The military government has declared CRPH illegal and said anyone involved with it could be charged with treason, which carries the death penalty.

The CRPH has declared the military government a “terrorist organisation”.

“We have seen protesters coming out onto the streets since early morning,” said Al Jazeera’s Tony Cheng, reporting from neighbouring Thailand.

“In Mandalay, there was a brutal crackdown yesterday and yet they came out today. It appears security forces have stepped back there.

“The protesters have realised there is very little they can do in the face of live fire and bullets so they are trying to put up obstructions and using fire extinguishers to block the snipers’ view to give themselves a chance to escape.”

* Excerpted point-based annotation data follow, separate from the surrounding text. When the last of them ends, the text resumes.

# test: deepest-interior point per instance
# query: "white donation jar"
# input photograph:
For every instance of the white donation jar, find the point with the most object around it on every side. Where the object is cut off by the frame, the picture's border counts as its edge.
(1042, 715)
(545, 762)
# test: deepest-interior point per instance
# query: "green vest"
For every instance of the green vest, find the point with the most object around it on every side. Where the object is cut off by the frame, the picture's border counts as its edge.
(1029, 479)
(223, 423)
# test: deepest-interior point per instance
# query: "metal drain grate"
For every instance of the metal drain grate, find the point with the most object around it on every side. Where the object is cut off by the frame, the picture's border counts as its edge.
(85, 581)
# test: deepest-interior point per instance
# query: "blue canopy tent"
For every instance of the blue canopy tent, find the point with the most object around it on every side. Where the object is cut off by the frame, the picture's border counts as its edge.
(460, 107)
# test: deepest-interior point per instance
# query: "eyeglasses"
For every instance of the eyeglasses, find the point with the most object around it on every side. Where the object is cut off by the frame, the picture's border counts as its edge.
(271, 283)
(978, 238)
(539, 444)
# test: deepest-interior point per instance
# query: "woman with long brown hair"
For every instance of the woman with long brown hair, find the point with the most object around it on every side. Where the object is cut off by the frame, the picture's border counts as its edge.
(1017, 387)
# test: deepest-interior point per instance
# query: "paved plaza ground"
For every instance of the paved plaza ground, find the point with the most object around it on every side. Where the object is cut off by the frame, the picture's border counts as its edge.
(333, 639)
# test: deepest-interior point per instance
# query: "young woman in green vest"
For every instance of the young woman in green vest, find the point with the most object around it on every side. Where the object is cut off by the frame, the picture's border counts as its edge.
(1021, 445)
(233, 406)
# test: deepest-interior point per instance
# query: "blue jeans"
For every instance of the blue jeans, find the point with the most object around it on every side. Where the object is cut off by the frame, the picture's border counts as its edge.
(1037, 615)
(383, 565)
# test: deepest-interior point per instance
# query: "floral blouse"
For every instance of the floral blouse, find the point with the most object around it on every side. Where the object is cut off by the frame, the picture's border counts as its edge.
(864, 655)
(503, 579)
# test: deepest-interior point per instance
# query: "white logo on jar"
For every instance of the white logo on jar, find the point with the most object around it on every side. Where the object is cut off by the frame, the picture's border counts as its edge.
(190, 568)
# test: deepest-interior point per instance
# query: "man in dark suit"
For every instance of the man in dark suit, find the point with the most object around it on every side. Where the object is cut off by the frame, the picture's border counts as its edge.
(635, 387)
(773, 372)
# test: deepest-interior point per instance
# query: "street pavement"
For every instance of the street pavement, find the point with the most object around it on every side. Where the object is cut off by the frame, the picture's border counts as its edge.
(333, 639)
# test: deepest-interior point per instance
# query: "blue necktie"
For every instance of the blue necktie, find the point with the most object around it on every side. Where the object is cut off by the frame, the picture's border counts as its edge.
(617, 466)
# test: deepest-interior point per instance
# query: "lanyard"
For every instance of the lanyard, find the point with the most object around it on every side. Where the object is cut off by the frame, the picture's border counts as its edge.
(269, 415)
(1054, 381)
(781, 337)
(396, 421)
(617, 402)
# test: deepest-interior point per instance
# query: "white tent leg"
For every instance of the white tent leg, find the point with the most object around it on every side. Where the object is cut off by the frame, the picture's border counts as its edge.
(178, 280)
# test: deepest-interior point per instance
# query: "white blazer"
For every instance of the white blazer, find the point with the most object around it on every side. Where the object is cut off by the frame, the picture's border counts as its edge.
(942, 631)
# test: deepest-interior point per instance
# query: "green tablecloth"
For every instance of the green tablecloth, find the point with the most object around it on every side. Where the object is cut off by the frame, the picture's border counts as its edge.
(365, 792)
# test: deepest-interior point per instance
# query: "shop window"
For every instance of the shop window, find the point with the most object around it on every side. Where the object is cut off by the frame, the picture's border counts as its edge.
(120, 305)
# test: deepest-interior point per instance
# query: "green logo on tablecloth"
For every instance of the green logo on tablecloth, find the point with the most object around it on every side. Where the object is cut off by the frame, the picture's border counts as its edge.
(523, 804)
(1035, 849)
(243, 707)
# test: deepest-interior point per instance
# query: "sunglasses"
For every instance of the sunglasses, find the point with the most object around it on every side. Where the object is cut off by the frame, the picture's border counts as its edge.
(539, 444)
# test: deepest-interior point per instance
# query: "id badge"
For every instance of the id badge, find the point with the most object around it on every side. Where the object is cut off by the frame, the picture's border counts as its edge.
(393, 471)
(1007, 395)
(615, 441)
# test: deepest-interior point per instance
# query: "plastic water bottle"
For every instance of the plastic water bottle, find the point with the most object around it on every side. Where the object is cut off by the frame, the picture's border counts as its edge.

Earlier, the Monywa township in central Myanmar declared it had formed its own local government and police force.

In Yangon, hundreds of people demonstrated in different parts of the city after putting up barricades of barbed wire and sandbags to block security forces.

In one area, people staged a sit-in protest under sheets of tarpaulin rigged up to protect them from the harsh midday sun.

“We need justice,” they chanted.

Security forces fired tear gas shells and then opened fire on protesters in the Hlaing Tharyar district of the city, witnesses said.

“They are acting like they are in a war zone, with unarmed people,” said Mandalay-based activist Myat Thu.

Si Thu Tun, another protester, said he saw two people shot, including a Buddhist monk.

“One of them was hit in the pubic bone, another was shot to death terribly,” he said.

A truck driver in Chauk, a town in the central Magway Region, died after being shot in the chest by police, a family friend said.

The military-run media MRTV’s evening news broadcast on Saturday labelled the protesters “criminals” but did not elaborate.